Each fixture locks in the current parse_release output (including
its silent losses and false positives) so future parser improvements
are intentional, not silent drift.
Cases:
- Khruangbin yt-dlp slug (UTF-8 wide pipe '|', YT ID as group)
- Deutschland 83-86-89 franchise box (group=S03 misdetection)
- Chérie Le BéBé (accented chars preserved, VFF language)
- Jimmy Carr 8-word stand-up special title
- [ OxTorrent.vc ] prefix + XviD codec (site_tag prefix)
- Prodiges S12E01 with episode title + air-date silently lost
- The Prodigy: apostrophe + Blu-ray dash + 1080i + multi-word audio
= full AI-path degeneration (everything UNKNOWN)
- Sleaford Mods yt-dlp slug (YT ID glued to year)
- Super Mario Bros [FR-EN] (bilingual tag mistaken for group)
- Gilmore Girls Complete S01-S07 (the well-behaved exception:
COMPLETE token correctly drives tv_complete + REPACK + 10bit)
Also adds shitty + path_of_pain to the per-bucket sanity assertion.
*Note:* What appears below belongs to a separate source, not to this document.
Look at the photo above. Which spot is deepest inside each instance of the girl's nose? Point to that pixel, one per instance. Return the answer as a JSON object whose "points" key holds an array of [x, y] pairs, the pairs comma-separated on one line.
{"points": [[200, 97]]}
Suite: 1020 passed, 8 skipped.
Add 15 expected.yaml fixtures under tests/fixtures/releases/shitty/
covering the awkward but real-world release names from the downloads
folder. Each fixture locks in the current parse_release behavior so
future parser changes are intentional, not silent drift.
Cases captured:
- Angel INTEGRALE 3-level hierarchy (tv_complete media_type)
- Buffy custom French title with dots preserved
- Archer S14E09E10E11 multi-episode (E11 lost — tech debt)
- Notre Planète lowercase s01e01
- Vinyl ' - 1x01 - FHD' (stray dash artifact — tech debt)
- Deutschland.83 (year-suffix as part of title)
- Tatortreiniger S01-06 range (falls to movie — tech debt)
- Derry Girls duplicated title
- Jurassic Park bare folder (media_type=unknown)
- La Nuit au Musée bilingual MULTI
- Chérie j'ai agrandi (ASCII-stripped apostrophe, parses fine)
- Honey Don't (unescaped apostrophe — full AI-path degeneration)
- Hook MULTi.SUBS movie with Subs/ folder
- Predator Badlands space separators (group=UNKNOWN — tech debt)
- Westworld S04 Subs.Only (no video file)
Each fixture also captures the future 3-flow routing (library /
torrents / seed_hardlinks) ahead of the organize_media refactor.
Suite: 1011 passed, 8 skipped.
Captures 5 canonical releases from /mnt/testipool/downloads as parametrized
fixtures under tests/fixtures/releases/easy/. Each fixture declares the
release name, expected ParsedRelease fields, original tree, and the future
routing (library / torrents / seed_hardlinks) for the upcoming organize_media
refactor.
Today only the 'parsed' section is asserted; tree is materialized into a
tmp_path to catch typos. Routing is captured ahead of the planner work — it
becomes verifiable once organize_media lands.
Cases: back_in_action (movie), slow_horses_single_ep (TV single),
foundation_season_pack (S02 + .nfo noise), long_walk_with_noise (movie +
KONTRAST.TOP.txt), sinners_yts (YTS bracket-heavy + Subs/ dir).
Also tracks CHANGELOG.md under [Unreleased] / Added.